Green energy is big business. Since 2015, green energy now generates more electricity than nuclear and coal in the UK. Wind is a vital – and growing – component of this and many other countries energy resources. The wind energy market is about to get more competitive, with the recent announcement that Siemens and Gamesa, a Spanish wind giant, are going to merge their wind farm and service businesses.
Both companies need to submit the deal to shareholders, although they already have unanimous board approval.

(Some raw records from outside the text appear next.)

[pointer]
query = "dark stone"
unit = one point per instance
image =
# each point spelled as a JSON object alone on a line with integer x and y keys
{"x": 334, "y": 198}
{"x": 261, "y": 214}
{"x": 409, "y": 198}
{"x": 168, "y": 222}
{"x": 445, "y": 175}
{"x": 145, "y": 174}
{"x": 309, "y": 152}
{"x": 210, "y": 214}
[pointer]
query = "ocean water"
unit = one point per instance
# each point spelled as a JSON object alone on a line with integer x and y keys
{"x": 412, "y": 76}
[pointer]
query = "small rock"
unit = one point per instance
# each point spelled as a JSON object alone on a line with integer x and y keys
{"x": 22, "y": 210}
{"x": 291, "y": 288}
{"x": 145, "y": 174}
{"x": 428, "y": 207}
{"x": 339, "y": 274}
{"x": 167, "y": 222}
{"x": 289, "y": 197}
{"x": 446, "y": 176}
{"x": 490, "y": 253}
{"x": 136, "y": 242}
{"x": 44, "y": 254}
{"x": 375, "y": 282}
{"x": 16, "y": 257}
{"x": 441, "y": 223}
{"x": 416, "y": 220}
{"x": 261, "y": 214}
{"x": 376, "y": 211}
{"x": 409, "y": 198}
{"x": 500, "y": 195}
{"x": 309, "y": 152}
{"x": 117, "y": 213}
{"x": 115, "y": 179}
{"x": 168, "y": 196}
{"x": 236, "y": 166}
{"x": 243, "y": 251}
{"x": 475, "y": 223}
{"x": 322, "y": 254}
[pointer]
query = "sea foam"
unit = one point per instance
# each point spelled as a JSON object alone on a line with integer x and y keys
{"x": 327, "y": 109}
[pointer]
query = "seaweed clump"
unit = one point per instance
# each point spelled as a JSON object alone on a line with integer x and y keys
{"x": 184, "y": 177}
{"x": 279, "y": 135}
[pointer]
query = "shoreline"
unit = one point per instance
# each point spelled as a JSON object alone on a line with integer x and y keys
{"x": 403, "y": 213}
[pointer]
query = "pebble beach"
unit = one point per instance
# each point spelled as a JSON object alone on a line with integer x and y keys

Siemens and Gamesa: Creation of a Renewable Energy Giant
Engineering company, Siemens, which has been struggling to make their wind turbine business profitable, is paying €1 billion euros cash to Gamesa shareholders, in the form of an extraordinary dividend, in return for 59% stake in the company, without a majority position on the board. Current Gamesa shareholders will retain a 41% stake in the business. Spanish market regulators find the deal acceptable, in this format.
The new combined business can generate 69 gigawatts of electricity worldwide, with €20bn worth of orders for wind farm installations on the books, revenues of €9.3bn and adjusted EBIT (earnings before interest and tax) of €839 million.
Reuters expects cost savings in the region of €230m, within four years. At present, this venture has 21,000 staff and will remain headquartered in Spain, with a stock listing on the Madrid exchange. Areva, a French state-owned renewable energy company, stalled the talks that started in January 2016; however, existing contractual restrictions have been waived, allowing the merger to go ahead.
The deal is set to complete early in 2017.
Impact on the Energy Market
The Siemens – Gamesa deal isn’t the only one analysts were expecting.
General Electric (GE), another global manufacturing giant, is said to be considering buying Areva, to gain more access to the renewable energy market. Offshore wind is set to keep growing, with more mergers and acquisitions and IPOs anticipated in the near to short term.
As we have seen in the UK, the sector is no longer reliant on government funding. Growth is set to continue, making countries more dependent on renewable sources than ever before; thereby safeguarding the environment and energy supplies.